L’inizio di luglio porta la svolta tanto attesa
Ma quando finirà questo caldo intenso? La risposta, fortunatamente, arriva dalle proiezioni a medio-lungo termine e ha una data: i primi giorni di luglio. Per assistere a un cambiamento più deciso, con un’attenuazione sensibile della canicola e l’arrivo di fenomeni temporaleschi più organizzati, dovremo pazientare fino ad allora. Le mappe odierne confermano infatti la tendenza già delineata: una graduale ritirata della massa d’aria rovente verso sud, incalzata dall’ingresso di correnti decisamente più miti e respirabili di origine atlantica.
Sabato 5 luglio: la data chiave del cambiamento
Analizziamo più da vicino la giornata che potrebbe segnare il punto di svolta: sabato 5 luglio.

Osservando le temperature previste a 1500 metri, un indicatore chiave della natura della massa d’aria, notiamo un dettaglio fondamentale. La linea del caldo più intenso (corrispondente all’isoterma di +20°C a circa 1500 metri) si ritirerà verso il Nord Africa, andando a sfiorare solo marginalmente la Sicilia e le estreme regioni meridionali. Su tutto il resto d’Italia, e in particolare al Nord e su parte del Centro, subentreranno finalmente condizioni di caldo decisamente più sopportabile e vicino alle medie del periodo.
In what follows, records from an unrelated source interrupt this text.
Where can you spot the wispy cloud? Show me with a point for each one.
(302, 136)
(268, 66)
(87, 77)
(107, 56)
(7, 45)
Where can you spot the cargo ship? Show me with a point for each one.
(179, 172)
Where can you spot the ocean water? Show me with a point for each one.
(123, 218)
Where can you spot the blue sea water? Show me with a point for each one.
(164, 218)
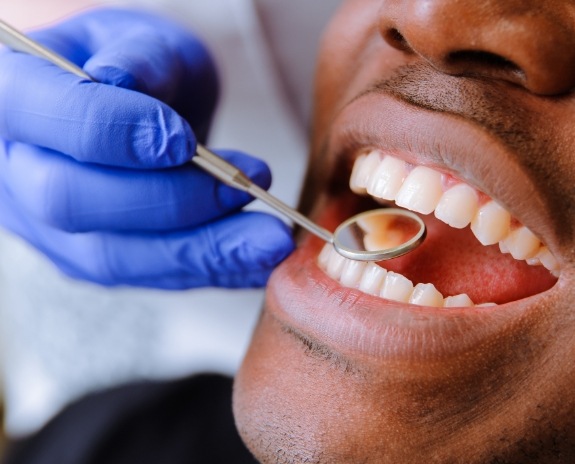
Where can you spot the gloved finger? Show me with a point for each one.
(81, 197)
(236, 251)
(142, 52)
(45, 106)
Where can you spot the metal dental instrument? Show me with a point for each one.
(371, 236)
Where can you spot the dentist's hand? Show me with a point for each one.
(96, 175)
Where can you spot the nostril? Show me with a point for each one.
(396, 39)
(478, 62)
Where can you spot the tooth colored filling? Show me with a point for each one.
(457, 205)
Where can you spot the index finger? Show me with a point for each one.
(43, 105)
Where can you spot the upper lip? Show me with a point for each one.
(306, 300)
(448, 143)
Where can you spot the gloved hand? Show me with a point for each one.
(96, 175)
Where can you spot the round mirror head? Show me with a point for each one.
(379, 234)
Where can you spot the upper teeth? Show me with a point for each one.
(424, 190)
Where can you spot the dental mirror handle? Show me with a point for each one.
(204, 158)
(233, 176)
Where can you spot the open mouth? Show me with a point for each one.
(476, 253)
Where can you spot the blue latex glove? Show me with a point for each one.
(96, 175)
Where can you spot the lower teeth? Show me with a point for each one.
(374, 280)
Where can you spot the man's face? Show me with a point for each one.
(461, 109)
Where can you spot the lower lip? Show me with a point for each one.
(301, 297)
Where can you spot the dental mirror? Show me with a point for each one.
(370, 236)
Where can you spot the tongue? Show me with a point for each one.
(455, 262)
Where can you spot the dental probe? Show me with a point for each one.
(350, 239)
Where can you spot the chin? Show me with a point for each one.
(461, 351)
(456, 352)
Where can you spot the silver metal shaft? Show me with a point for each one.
(233, 176)
(17, 41)
(204, 158)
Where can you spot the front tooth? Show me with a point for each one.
(457, 206)
(352, 272)
(387, 178)
(421, 190)
(372, 279)
(457, 301)
(323, 257)
(397, 288)
(363, 168)
(491, 223)
(335, 265)
(426, 295)
(521, 243)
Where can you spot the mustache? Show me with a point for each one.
(487, 103)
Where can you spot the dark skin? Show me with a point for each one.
(464, 386)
Non solo fresco, tornano anche i temporali
Il ritorno a condizioni più miti non significherà solo un calo delle temperature, ma anche un aumento dell’instabilità atmosferica. Le mappe sulla probabilità di pioggia per sabato 5 luglio sono eloquenti – In blu probabilità di pioggia bassa (sotto al 25%), in verde medio-bassa (fra 25 e 50%), in giallo medio-alta (fra 50 e 75%) e in rosso alta o molto alta” (oltre il 75%).

Il rischio di rovesci e temporali sarà in netto aumento su tutta l’Europa centrale e sul nostro Nord Italia, specialmente lungo l’arco alpino, le Prealpi e le aree adiacenti. Qualche temporale potrà interessare anche le regioni centrali, in particolare tra la Toscana e le zone interne appenniniche. Sul resto del Paese, invece, il sole e la stabilità dovrebbero ancora prevalere con un rischio di fenomeni quasi nullo, ma temperature meno roventi.